Melanoma ad alto rischio: conferme sulla terapia a mRNA

Nuovi dati presentati all’ASCO indicano che il trattamento adiuvante con l’immunoterapico pembrolizumab e il vaccino terapeutico può ridurre notevolmente le possibilità di metastasi a distanza e di decesso

Dopo il successo con il Covid-19, i vaccini a mRNA sono diventati sempre più protagonisti di studi in ambito oncologico. Nel melanoma, in particolare, stanno dando risultati incoraggianti nel trattamento della malattia metastatica. Lo confermano i risultati dello studio di fase II mRNA-4157-P201/KEYNOTE-942, presentati di recente al Congresso annuale dell’American Society of Clinical Oncology (ASCO). I nuovi dati indicano che nei pazienti con melanoma resecato ad alto rischio di recidiva, il trattamento adiuvante con il vaccino mRNA-4157 e l’immunoterapico pembrolizumab può ridurre di circa il 65% il rischio di sviluppare metastasi a distanza o di decesso rispetto al solo pembrolizumab.

Lo studio

Nello studio di fase II mRNA-4157-P201/KEYNOTE-942, che mirava a testare la sicurezza e l’efficacia della terapia adiuvante con pembrolizumab e il vaccino a mRNA sperimentale, sono stati presi in esame 157 pazienti con melanoma in fase III/IV resecato: 107 soggetti sono stati trattati con la terapia adiuvante e 50 solo con l’immunoterapia. I pazienti sono stati stratificati in base allo stadio della malattia e sono poi stati seguiti per un massimo di 3 anni dopo la prima dose di pembrolizumab.

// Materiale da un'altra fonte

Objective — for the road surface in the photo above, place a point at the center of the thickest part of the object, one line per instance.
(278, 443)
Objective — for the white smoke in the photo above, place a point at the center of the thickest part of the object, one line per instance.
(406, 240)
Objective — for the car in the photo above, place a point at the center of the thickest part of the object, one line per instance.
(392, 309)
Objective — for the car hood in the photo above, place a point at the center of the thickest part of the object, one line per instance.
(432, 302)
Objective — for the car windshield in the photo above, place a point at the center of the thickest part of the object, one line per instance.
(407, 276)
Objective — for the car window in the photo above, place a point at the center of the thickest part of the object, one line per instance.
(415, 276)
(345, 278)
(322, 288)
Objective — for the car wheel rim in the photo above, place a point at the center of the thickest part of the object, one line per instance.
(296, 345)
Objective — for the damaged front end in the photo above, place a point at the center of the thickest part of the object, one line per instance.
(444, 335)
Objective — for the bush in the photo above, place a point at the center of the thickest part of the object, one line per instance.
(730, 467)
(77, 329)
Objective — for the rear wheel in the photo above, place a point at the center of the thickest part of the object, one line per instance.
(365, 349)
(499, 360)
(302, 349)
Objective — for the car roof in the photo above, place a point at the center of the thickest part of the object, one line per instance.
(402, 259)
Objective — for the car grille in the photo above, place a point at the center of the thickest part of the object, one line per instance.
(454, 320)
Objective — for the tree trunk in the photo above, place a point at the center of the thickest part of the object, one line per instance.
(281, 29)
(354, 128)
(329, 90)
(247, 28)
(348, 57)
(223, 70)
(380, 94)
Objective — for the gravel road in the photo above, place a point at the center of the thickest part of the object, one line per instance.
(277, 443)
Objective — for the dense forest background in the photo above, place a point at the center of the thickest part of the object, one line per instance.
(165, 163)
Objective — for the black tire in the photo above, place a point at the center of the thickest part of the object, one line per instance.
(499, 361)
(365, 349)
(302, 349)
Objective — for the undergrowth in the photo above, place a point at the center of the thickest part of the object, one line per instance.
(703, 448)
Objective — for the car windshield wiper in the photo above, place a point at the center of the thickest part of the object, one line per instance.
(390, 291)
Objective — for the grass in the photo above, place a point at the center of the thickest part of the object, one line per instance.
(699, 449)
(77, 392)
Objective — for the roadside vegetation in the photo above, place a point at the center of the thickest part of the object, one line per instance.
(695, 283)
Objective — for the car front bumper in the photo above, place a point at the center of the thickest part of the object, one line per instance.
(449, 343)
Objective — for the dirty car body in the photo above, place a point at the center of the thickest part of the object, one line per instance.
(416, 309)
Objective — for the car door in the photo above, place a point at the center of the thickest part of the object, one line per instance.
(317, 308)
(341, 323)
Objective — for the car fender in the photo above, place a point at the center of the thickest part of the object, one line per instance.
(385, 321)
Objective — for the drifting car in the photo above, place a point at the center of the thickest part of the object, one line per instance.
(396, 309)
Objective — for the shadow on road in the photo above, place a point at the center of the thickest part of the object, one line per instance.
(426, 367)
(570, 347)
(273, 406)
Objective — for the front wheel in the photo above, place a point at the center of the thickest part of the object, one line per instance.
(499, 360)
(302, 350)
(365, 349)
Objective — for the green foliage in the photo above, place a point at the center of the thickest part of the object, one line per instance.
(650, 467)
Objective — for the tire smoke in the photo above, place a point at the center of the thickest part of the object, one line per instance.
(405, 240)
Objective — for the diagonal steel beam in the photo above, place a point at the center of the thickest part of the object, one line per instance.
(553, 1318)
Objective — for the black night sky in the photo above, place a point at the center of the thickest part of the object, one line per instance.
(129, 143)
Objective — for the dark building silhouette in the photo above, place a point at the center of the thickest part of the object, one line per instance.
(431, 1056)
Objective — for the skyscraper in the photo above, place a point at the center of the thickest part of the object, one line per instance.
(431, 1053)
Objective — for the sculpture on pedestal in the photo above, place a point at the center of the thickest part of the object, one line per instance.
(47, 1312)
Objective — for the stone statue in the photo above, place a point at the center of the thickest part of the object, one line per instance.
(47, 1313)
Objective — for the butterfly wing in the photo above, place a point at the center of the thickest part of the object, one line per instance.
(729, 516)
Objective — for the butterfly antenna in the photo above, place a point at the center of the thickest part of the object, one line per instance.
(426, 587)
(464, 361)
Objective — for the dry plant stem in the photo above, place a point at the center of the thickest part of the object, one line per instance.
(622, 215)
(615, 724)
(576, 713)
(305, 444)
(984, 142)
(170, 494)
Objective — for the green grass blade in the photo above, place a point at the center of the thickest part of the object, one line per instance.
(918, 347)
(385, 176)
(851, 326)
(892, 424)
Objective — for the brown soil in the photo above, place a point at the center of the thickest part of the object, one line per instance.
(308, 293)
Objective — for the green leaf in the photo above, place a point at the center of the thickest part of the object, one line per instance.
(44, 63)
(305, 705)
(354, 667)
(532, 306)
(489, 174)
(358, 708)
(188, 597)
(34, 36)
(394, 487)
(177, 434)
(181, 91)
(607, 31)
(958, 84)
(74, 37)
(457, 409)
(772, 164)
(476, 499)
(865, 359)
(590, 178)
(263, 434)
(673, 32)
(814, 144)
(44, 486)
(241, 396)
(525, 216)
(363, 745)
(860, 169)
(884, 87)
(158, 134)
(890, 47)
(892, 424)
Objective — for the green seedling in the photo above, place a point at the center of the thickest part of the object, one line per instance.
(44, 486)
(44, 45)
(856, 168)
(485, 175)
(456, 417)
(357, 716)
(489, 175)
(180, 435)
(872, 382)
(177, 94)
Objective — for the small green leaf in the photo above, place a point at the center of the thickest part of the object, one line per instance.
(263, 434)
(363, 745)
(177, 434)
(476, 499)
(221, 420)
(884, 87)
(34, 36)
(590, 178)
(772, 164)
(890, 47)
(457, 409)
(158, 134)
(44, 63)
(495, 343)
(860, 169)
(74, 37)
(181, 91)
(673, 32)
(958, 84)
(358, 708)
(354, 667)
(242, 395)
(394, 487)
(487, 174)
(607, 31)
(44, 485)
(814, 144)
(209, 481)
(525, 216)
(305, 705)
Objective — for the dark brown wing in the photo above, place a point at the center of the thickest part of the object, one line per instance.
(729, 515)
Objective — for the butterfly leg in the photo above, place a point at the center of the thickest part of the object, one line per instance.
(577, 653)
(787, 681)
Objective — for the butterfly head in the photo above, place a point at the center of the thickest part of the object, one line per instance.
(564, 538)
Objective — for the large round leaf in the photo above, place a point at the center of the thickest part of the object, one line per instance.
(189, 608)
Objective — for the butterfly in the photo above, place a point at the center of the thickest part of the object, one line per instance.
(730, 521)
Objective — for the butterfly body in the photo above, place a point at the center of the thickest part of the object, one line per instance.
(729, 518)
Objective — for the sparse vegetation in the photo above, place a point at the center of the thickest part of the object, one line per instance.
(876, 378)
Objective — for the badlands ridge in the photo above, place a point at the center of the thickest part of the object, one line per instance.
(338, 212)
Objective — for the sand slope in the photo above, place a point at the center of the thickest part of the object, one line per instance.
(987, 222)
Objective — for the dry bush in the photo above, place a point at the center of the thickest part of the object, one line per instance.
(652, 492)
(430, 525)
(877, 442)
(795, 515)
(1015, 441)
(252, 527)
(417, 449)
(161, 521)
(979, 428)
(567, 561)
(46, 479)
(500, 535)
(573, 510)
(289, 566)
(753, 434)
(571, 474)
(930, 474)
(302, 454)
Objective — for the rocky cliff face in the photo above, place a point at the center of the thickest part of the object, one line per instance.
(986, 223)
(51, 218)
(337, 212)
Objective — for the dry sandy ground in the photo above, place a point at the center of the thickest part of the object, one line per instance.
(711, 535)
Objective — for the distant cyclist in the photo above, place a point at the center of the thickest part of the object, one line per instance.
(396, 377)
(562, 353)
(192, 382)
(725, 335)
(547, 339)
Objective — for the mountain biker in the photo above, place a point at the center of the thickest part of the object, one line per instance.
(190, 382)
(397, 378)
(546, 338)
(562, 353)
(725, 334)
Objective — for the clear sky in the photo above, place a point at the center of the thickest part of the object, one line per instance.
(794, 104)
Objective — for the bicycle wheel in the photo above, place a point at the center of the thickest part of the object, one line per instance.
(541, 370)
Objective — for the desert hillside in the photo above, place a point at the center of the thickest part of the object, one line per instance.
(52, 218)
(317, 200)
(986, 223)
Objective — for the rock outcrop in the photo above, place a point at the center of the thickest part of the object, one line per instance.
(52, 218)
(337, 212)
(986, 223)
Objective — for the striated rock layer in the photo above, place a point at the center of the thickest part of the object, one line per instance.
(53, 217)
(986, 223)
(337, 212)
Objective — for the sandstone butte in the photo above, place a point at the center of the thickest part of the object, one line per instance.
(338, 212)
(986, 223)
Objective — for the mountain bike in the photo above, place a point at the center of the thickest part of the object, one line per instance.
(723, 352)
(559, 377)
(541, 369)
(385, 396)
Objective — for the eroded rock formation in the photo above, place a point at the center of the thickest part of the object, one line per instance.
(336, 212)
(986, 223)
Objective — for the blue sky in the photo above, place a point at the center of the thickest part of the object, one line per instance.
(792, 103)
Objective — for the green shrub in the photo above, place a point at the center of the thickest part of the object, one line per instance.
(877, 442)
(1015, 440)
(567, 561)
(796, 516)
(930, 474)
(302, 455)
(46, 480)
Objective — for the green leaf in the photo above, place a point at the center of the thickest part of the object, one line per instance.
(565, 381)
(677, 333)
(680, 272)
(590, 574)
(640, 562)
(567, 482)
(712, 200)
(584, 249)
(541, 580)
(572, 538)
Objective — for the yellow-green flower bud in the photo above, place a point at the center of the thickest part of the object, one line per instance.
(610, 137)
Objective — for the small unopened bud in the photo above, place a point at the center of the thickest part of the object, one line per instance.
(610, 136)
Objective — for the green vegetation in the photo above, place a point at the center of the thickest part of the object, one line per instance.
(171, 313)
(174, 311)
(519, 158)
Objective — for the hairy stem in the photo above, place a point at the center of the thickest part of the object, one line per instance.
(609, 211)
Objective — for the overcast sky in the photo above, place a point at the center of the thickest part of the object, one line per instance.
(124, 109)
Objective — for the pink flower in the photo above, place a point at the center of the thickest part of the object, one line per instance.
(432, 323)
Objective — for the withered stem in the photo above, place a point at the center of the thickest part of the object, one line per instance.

Il vaccino a mRNA sperimentale, sviluppato dalla farmaceutica Moderna, è stato progettato per colpire le mutazioni tumorali specifiche di ciascun paziente. In pratica si prende un campione della neoplasia, lo si manda in un laboratorio specializzato, dove viene processato e analizzato. Il passo successivo prevede la selezione, attraverso un particolare algoritmo, di 34 neoantigeni, ovvero molecole riconosciute come estranee dal sistema immunitario del singolo individuo e tipiche del suo tumore, scegliendo quelli più capaci di stimolare una risposta immunitaria contro la neoplasia. Da questi neoantigeni vengono costruiti i rispettivi RNA messaggeri che poi vengono inoculati nel paziente.

I nuovi dati sulla sopravvivenza

Dopo un follow-up mediano di 23 mesi per il gruppo di pazienti trattato con la combinazione del vaccino mRNA-4157 più pembrolizumab e di 24 mesi per quello trattato con il solo pembrolizumab, il tasso di sopravvivenza libera da metastasi a distanza a 18 mesi è risultato del 91,8% con la combinazione contro 76,8% con pembrolizumab in monoterapia.
«Lo studio mRNA-4157-P201/KEYNOTE-942 è il primo trial randomizzato ad aver dimostrato un miglioramento della sopravvivenza libera da recidiva e della sopravvivenza libera da metastasi a distanza con un approccio di terapia neoantigenica personalizzata» ha affermato l’autore principale dello studio, Muhammad Adnan Khattak della Edith Cowan University di Joondalup, in Australia, in occasione della presentazione dei dati.

Le prospettive

L’avvio della fase III dello studio KEYNOTE-942 è già in programma, ma sono in fase di studio anche altre combinazioni tra immunoterapia e vaccini a mRNA. Per esempio, in Italia, l’Istituto dei tumori Pascale di Napoli, oltre a partecipare alla nuova sperimentazione di fase III, è impegnato in un’altra ricerca, promossa dall’azienda Evaxion, che prevede l’uso di un vaccino a mRNA, realizzato con un procedimento simile a quello di Moderna, in combinazione con l’immunoterapia, che verranno però utilizzati in un setting diverso, ovvero in prima linea in pazienti con malattia metastatica. Anche se si stanno aprendo nuove possibilità, la cautela rimane d’obbligo. Solo nei prossimi anni sarà possibile avere una visione più chiara e definita delle possibili applicazioni dei vaccini a mRNA nei pazienti oncologici.